RNA-seq analysis of USH2A -mutant organoids reveals distinct gene expression signatures in retinitis pigmentosa and Usher syndrome

Submission 43

RNA-seq analysis of USH2A-mutant organoids reveals distinct gene expression signatures in retinitis pigmentosa and Usher syndrome

PS2-34-Poster Presentation

Presented by: Suly Villa-Vasquez

Suly Villa-Vasquez ¹, Nejla Erkilic ^{1, 2}, Carla Sanjurjo-Soriano ¹, Carla Jimenez-Medina ¹, Isabelle Meunier ^{1, 2}, Jerome Roger ³, Vasiliki Kalatzis ^{1, 2}

¹ Institute of Neurosciences of Montpellier, Inserm U1298, University of Montpellier, France

² Maolya, National Reference Centre for Inherited Sensory Diseases, University of Montpellier, CHU, France

³ Paris-Saclay Institute of Neuroscience, CERTO-Retina France, CNRS, Université Paris-Saclay, Saclay, France

Objective:

Variants in USH2A account for up to 20% of cases of isolated autosomal recessive retinitis pigmentosa (RP) and about 85% of Usher syndrome (USH) type 2, with a prevalence of 1:4000 and 1:6000, respectively. However, the exact function of USH2A and the molecular mechanisms by which specific mutations lead to non-syndromic or syndromic phenotypes remain poorly understood. This study investigated the effects of USH2A mutations associated with either RP or USH, which associates RP and hearing loss, in patient-specific iPSC-derived retinal organoids, to identify transcriptomic differences between RP and USH-linked mutations, and to gain insight into the pathophysiological mechanisms underlying the development of differential phenotypes.

Methods:

Retinal organoids were differentiated from control iPSCs, patient-derived iPSCs harbouring mutations in USH2A associated with RP or USH, and their CRISPR-corrected isogenic controls. These organoids were subsequently analysed using bulk mRNA sequencing, differential gene expression and enrichment analysis.

Results:

Previous analyses showed inner and outer segment (IS/OS) defects in USH2A-mutant organoids, which were more severe in RP than in USH. These comprised reduced brush border lengths due to defective elongation of OS-like structures in RP, in comparison to shorter OS-like structures in USH. RP organoids also showed a rod defect, whereas USH organoids exhibited increased cones. These defects were notably improved upon CRISPR correction.

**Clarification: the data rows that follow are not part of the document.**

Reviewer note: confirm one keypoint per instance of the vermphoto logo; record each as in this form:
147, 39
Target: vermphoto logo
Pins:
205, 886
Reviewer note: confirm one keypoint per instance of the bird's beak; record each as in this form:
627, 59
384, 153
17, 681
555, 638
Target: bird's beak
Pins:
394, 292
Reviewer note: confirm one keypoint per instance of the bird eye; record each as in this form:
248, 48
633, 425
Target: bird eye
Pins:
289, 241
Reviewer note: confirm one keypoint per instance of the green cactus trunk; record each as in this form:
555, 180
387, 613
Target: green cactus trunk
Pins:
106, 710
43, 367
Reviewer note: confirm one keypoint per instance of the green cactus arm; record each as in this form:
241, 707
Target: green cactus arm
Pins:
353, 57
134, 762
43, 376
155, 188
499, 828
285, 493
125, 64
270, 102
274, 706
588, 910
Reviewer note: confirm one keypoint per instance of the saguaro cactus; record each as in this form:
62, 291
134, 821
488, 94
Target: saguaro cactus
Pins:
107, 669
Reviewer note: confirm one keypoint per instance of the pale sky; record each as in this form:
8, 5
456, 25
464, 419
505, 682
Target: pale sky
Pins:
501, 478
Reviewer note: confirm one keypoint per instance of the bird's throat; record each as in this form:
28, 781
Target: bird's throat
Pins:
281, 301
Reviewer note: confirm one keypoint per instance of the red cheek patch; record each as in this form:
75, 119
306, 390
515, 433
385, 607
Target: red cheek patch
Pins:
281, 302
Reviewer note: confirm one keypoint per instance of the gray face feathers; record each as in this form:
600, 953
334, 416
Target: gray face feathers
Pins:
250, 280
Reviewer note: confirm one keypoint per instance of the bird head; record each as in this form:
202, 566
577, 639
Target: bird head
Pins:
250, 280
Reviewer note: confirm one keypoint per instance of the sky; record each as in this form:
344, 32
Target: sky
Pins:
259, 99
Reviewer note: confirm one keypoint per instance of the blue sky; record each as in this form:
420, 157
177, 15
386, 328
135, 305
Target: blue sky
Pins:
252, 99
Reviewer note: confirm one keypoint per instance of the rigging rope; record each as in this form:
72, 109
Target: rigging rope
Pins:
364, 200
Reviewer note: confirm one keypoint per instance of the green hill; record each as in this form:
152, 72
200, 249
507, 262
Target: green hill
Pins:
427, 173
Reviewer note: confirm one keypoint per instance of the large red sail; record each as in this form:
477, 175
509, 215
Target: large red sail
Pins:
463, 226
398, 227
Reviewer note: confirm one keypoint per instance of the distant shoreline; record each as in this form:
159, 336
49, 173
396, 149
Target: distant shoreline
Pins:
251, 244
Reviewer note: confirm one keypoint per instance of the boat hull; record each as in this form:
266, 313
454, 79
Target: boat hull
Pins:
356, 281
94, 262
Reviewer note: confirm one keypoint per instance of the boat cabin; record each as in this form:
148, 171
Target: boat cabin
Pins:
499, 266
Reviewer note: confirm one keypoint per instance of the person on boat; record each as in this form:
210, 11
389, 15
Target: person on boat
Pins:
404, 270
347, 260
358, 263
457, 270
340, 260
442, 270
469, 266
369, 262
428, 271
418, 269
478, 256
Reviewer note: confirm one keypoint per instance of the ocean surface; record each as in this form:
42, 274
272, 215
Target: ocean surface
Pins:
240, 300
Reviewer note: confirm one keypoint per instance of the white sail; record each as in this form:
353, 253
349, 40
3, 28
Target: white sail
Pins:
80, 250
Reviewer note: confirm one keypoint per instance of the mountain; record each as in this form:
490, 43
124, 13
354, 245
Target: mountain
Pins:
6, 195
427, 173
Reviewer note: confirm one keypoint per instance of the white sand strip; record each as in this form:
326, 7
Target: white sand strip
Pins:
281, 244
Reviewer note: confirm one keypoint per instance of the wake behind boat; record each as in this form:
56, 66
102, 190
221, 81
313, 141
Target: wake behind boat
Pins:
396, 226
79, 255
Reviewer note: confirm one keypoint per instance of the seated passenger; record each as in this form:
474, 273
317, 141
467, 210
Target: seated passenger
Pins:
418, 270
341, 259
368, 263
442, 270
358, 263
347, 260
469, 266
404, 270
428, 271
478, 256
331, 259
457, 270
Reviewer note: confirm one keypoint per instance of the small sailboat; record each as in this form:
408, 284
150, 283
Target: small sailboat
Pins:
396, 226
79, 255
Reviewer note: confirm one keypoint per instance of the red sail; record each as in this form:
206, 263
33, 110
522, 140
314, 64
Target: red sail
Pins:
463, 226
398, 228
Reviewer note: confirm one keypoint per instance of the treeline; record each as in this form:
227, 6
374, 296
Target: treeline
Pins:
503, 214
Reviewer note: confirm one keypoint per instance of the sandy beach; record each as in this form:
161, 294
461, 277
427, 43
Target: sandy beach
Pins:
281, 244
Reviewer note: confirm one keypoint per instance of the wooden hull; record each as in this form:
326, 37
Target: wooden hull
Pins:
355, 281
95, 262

In RP, genes associated with cilia, photoreceptor outer segments, and innate immune response pathways were highly dysregulated. In USH, transcriptomic profiles revealed disruptions in pathways related to neuronal fate commitment, differentiation, visual perception, and vesicle transport. Additionally, cone-specific genes such as RXRG were upregulated in USH, potentially contributing to the previously observed cone enrichment, along with genes involved in inner ear development. CRISPR correction of the causative mutations rescued not only the disease phenotype but also restored partially the expression of genes involved mainly in visual system development and visual perception.

Conclusion:

This work revealed distinct transcriptomic signatures between RP and USH organoids USH2A-mutant retinal organoids, highlighting divergent disease mechanisms that correlate with their phenotypic differences, and demonstrating potential of CRISPR for molecular and phenotypic rescue.